A funeral can help the people grieving feel that they are not alone and it gives the life of the person who has died ‘worth’. How often have you attended a funeral and said to somebody afterwards, ‘there were so many people there’ or how lovely it was to see an old neighbour or friend after so many years.
Certainly the Royal family saw how much the Queen meant to the country and its people and that will have, no doubt, given them some comfort.
While we have our rituals surrounding death, every single culture across the world has their own particular rituals and gathering of communities after a death. It is central to our cultural practices.
Rituals are part of life and there are some we all observe. You might always have a birthday cake, have particular things you do as a family on Christmas Day or somewhere you pop in to pick up a coffee on the way to work each day.
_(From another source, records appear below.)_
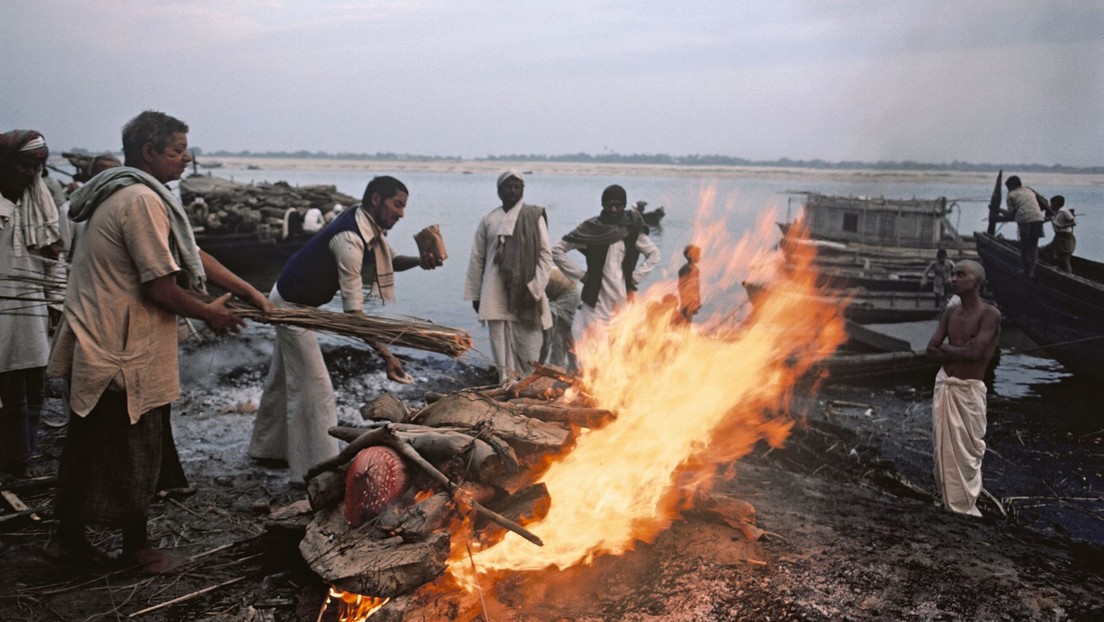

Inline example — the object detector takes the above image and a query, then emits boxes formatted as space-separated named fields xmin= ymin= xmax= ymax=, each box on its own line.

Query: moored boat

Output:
xmin=743 ymin=281 xmax=943 ymax=324
xmin=974 ymin=233 xmax=1104 ymax=378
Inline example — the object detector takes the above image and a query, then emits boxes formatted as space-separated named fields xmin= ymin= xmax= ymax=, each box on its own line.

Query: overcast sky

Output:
xmin=0 ymin=0 xmax=1104 ymax=166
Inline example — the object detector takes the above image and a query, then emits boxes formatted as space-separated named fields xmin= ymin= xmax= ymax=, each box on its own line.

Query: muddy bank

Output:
xmin=0 ymin=330 xmax=1104 ymax=621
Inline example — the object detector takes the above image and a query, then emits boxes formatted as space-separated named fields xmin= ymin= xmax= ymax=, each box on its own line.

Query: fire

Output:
xmin=449 ymin=190 xmax=845 ymax=589
xmin=318 ymin=587 xmax=391 ymax=622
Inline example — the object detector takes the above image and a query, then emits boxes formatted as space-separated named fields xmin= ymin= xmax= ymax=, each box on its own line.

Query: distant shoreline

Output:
xmin=198 ymin=156 xmax=1104 ymax=187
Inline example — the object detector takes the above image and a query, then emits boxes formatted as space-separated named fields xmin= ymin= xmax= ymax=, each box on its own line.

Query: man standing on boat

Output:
xmin=250 ymin=176 xmax=443 ymax=486
xmin=464 ymin=169 xmax=552 ymax=379
xmin=1000 ymin=175 xmax=1050 ymax=276
xmin=1050 ymin=194 xmax=1078 ymax=274
xmin=552 ymin=185 xmax=659 ymax=342
xmin=927 ymin=260 xmax=1000 ymax=516
xmin=45 ymin=110 xmax=268 ymax=571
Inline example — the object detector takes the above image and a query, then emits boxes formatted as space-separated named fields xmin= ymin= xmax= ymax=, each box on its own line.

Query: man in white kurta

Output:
xmin=464 ymin=170 xmax=552 ymax=379
xmin=927 ymin=260 xmax=1000 ymax=516
xmin=552 ymin=185 xmax=659 ymax=338
xmin=0 ymin=130 xmax=59 ymax=475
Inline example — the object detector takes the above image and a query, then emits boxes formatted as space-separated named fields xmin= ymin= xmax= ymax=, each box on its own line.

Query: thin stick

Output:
xmin=127 ymin=577 xmax=245 ymax=618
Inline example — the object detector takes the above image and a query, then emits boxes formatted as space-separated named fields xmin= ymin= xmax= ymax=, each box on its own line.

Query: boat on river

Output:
xmin=743 ymin=280 xmax=943 ymax=324
xmin=974 ymin=233 xmax=1104 ymax=378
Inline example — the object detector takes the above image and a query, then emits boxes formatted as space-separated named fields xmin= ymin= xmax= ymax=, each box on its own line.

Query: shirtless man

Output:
xmin=927 ymin=260 xmax=1000 ymax=516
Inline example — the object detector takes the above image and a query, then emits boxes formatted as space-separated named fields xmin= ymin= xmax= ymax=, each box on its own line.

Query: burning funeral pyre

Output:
xmin=267 ymin=197 xmax=845 ymax=620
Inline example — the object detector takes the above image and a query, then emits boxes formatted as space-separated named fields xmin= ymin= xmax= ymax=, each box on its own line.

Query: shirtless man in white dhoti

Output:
xmin=927 ymin=260 xmax=1000 ymax=516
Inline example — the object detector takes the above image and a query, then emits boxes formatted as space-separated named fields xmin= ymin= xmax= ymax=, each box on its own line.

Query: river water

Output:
xmin=192 ymin=159 xmax=1104 ymax=398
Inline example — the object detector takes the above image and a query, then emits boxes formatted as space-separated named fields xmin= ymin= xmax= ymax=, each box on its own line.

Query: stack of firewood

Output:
xmin=270 ymin=366 xmax=614 ymax=597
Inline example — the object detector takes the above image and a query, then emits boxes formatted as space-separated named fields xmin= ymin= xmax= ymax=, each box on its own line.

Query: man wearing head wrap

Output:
xmin=997 ymin=175 xmax=1050 ymax=276
xmin=927 ymin=260 xmax=1000 ymax=516
xmin=552 ymin=185 xmax=659 ymax=335
xmin=464 ymin=169 xmax=552 ymax=379
xmin=0 ymin=130 xmax=59 ymax=476
xmin=45 ymin=110 xmax=269 ymax=572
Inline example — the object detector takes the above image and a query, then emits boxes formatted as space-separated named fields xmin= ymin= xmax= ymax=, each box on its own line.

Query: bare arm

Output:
xmin=200 ymin=250 xmax=273 ymax=313
xmin=141 ymin=274 xmax=245 ymax=335
xmin=927 ymin=307 xmax=954 ymax=362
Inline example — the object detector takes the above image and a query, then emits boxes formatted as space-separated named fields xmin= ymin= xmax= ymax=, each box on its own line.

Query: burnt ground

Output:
xmin=0 ymin=331 xmax=1104 ymax=621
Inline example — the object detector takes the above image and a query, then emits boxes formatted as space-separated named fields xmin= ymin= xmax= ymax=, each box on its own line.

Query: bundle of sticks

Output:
xmin=204 ymin=295 xmax=473 ymax=357
xmin=0 ymin=274 xmax=473 ymax=357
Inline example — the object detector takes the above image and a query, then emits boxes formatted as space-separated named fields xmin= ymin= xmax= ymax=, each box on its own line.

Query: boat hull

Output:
xmin=975 ymin=233 xmax=1104 ymax=378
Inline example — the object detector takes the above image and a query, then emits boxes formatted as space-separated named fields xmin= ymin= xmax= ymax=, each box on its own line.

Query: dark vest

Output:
xmin=580 ymin=218 xmax=648 ymax=308
xmin=276 ymin=205 xmax=366 ymax=307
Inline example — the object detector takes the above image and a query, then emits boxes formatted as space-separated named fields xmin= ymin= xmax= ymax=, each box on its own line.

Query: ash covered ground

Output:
xmin=0 ymin=328 xmax=1104 ymax=621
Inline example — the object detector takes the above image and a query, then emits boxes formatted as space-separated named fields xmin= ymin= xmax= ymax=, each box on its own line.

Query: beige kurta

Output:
xmin=47 ymin=185 xmax=180 ymax=422
xmin=464 ymin=203 xmax=552 ymax=378
xmin=0 ymin=197 xmax=50 ymax=372
xmin=932 ymin=369 xmax=986 ymax=516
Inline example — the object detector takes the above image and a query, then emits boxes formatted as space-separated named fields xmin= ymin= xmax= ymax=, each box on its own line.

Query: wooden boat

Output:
xmin=974 ymin=233 xmax=1104 ymax=378
xmin=813 ymin=349 xmax=940 ymax=384
xmin=195 ymin=232 xmax=314 ymax=274
xmin=779 ymin=192 xmax=972 ymax=254
xmin=743 ymin=281 xmax=943 ymax=324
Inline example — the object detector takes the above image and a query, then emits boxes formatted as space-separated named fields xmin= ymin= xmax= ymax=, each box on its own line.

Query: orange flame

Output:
xmin=318 ymin=586 xmax=391 ymax=622
xmin=449 ymin=189 xmax=845 ymax=589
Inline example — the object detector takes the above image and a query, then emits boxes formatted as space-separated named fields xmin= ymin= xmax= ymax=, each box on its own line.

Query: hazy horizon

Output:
xmin=0 ymin=0 xmax=1104 ymax=168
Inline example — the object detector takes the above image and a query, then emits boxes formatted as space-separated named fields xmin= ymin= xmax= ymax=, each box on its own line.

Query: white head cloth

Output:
xmin=498 ymin=168 xmax=526 ymax=186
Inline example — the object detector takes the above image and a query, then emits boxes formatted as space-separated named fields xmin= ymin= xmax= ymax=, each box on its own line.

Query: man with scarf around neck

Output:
xmin=45 ymin=110 xmax=268 ymax=572
xmin=552 ymin=185 xmax=659 ymax=338
xmin=464 ymin=169 xmax=552 ymax=380
xmin=0 ymin=130 xmax=59 ymax=477
xmin=250 ymin=176 xmax=443 ymax=487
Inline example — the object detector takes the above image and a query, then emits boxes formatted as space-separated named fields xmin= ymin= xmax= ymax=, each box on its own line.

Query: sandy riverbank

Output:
xmin=199 ymin=156 xmax=1104 ymax=187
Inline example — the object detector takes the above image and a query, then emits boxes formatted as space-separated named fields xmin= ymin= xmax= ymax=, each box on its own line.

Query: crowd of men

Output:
xmin=0 ymin=110 xmax=680 ymax=572
xmin=0 ymin=110 xmax=1073 ymax=571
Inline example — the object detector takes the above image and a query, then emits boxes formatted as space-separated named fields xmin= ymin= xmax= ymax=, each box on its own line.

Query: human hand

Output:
xmin=203 ymin=293 xmax=245 ymax=335
xmin=418 ymin=251 xmax=445 ymax=270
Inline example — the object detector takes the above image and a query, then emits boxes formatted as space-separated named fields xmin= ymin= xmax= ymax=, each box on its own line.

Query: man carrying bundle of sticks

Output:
xmin=45 ymin=110 xmax=268 ymax=572
xmin=250 ymin=176 xmax=444 ymax=486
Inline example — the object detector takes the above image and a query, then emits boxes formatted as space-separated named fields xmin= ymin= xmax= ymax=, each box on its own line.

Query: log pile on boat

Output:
xmin=180 ymin=176 xmax=358 ymax=273
xmin=975 ymin=233 xmax=1104 ymax=378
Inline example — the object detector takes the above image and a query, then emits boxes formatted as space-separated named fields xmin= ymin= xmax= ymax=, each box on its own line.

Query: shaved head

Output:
xmin=955 ymin=260 xmax=985 ymax=281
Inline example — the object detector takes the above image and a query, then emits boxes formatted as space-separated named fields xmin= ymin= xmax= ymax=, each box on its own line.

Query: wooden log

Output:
xmin=0 ymin=491 xmax=42 ymax=520
xmin=503 ymin=401 xmax=617 ymax=428
xmin=360 ymin=393 xmax=410 ymax=423
xmin=299 ymin=507 xmax=449 ymax=597
xmin=307 ymin=468 xmax=346 ymax=509
xmin=0 ymin=475 xmax=57 ymax=493
xmin=379 ymin=492 xmax=456 ymax=542
xmin=416 ymin=393 xmax=571 ymax=453
xmin=329 ymin=424 xmax=518 ymax=482
xmin=307 ymin=424 xmax=544 ymax=550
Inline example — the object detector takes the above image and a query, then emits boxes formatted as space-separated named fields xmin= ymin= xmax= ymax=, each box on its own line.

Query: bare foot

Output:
xmin=118 ymin=548 xmax=184 ymax=574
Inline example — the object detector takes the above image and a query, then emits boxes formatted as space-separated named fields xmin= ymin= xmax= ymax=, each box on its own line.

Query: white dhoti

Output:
xmin=250 ymin=287 xmax=338 ymax=483
xmin=932 ymin=369 xmax=986 ymax=516
xmin=487 ymin=319 xmax=544 ymax=380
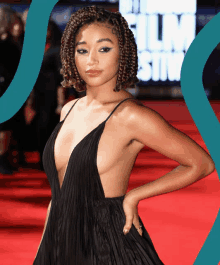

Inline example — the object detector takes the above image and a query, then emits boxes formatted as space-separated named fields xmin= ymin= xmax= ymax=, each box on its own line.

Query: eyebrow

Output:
xmin=76 ymin=38 xmax=113 ymax=46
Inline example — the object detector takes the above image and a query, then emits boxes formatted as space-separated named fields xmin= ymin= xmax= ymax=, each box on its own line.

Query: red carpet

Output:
xmin=0 ymin=101 xmax=220 ymax=265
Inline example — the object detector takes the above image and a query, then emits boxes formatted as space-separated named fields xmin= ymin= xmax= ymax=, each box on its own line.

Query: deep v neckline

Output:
xmin=52 ymin=118 xmax=105 ymax=192
xmin=52 ymin=98 xmax=135 ymax=193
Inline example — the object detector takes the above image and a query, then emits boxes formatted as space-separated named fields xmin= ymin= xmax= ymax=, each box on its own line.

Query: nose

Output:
xmin=88 ymin=51 xmax=99 ymax=65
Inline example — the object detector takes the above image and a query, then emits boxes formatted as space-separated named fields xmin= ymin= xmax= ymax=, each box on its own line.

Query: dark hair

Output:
xmin=60 ymin=5 xmax=139 ymax=92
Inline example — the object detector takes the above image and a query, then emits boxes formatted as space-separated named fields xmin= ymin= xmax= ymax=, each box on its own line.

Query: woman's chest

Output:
xmin=54 ymin=121 xmax=131 ymax=175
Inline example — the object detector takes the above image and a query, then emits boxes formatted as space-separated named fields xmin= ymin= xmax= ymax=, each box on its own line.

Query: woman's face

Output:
xmin=75 ymin=23 xmax=119 ymax=88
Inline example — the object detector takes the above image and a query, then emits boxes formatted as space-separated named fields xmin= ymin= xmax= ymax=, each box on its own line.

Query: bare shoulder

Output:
xmin=60 ymin=98 xmax=78 ymax=121
xmin=117 ymin=100 xmax=164 ymax=129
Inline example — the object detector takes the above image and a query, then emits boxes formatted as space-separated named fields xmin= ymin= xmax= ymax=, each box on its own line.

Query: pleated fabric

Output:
xmin=33 ymin=98 xmax=163 ymax=265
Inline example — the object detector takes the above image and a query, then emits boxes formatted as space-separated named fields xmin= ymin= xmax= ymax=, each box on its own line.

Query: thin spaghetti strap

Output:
xmin=105 ymin=98 xmax=136 ymax=122
xmin=63 ymin=98 xmax=80 ymax=121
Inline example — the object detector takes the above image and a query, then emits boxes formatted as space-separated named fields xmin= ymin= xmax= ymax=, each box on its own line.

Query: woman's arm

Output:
xmin=125 ymin=104 xmax=215 ymax=201
xmin=35 ymin=201 xmax=51 ymax=259
xmin=123 ymin=102 xmax=215 ymax=234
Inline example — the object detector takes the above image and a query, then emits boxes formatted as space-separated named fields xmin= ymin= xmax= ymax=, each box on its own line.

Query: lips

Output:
xmin=86 ymin=70 xmax=102 ymax=74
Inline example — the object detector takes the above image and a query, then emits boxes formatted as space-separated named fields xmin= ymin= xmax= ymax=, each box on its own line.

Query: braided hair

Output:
xmin=60 ymin=5 xmax=139 ymax=92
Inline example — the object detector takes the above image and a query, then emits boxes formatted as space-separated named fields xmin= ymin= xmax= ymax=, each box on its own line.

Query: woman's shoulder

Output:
xmin=118 ymin=98 xmax=164 ymax=128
Funerals have many rituals – whether it’s the way the coffin is brought to the chapel or simply the way everyone sits or stands at the same time. There are ways we behave at that time which are part of the ‘ritual’. Psychologists believe that these rituals help us in times of ‘chaos and disorder’.
While the Queen’s coffin had very particular things on top of it which represented her – such as the Royal Standard, the orb and spectre and her crown, our families often request items to be placed on their loved ones coffin, in addition to flowers. It’s not unusual, for instance, to have a football flag on a coffin or something which represents them, such as their cap.
The flowers on the Queen’s coffin were very special to her – blooms she loved, picked from gardens she knew. Our families will often select flowers based on particular flowers - or colours – their loved one liked.
We saw the Queen’s close family following her coffin. Again, that’s something which often happens within services we look after for our families – although typically on a smaller scale.
Also, while the Queen had three different services during the day, it’s not unusual for our families to perhaps have a church service, followed by a burial or a comital at the crematorium. There might be another service a little while later, such as an ashes interment.
Everyone attending the Queen’s funeral had an order of service, which included the readings and hymns. Again, this is something which the majority of our families request and it’s likely that people take these away and look at them later over a cup of tea and, indeed, keep safely afterwards.
Academic Jonathan Jong said: “Despite this wide diversity of practice, it seems our death rituals serve the same psychological functions: to make us feel less helpless in the face of our sorrow and terror.”
Embracing the rituals associated with a funeral and of a death itself are an important way of saying goodbye to the person you love and begin the long process of rebuilding your life.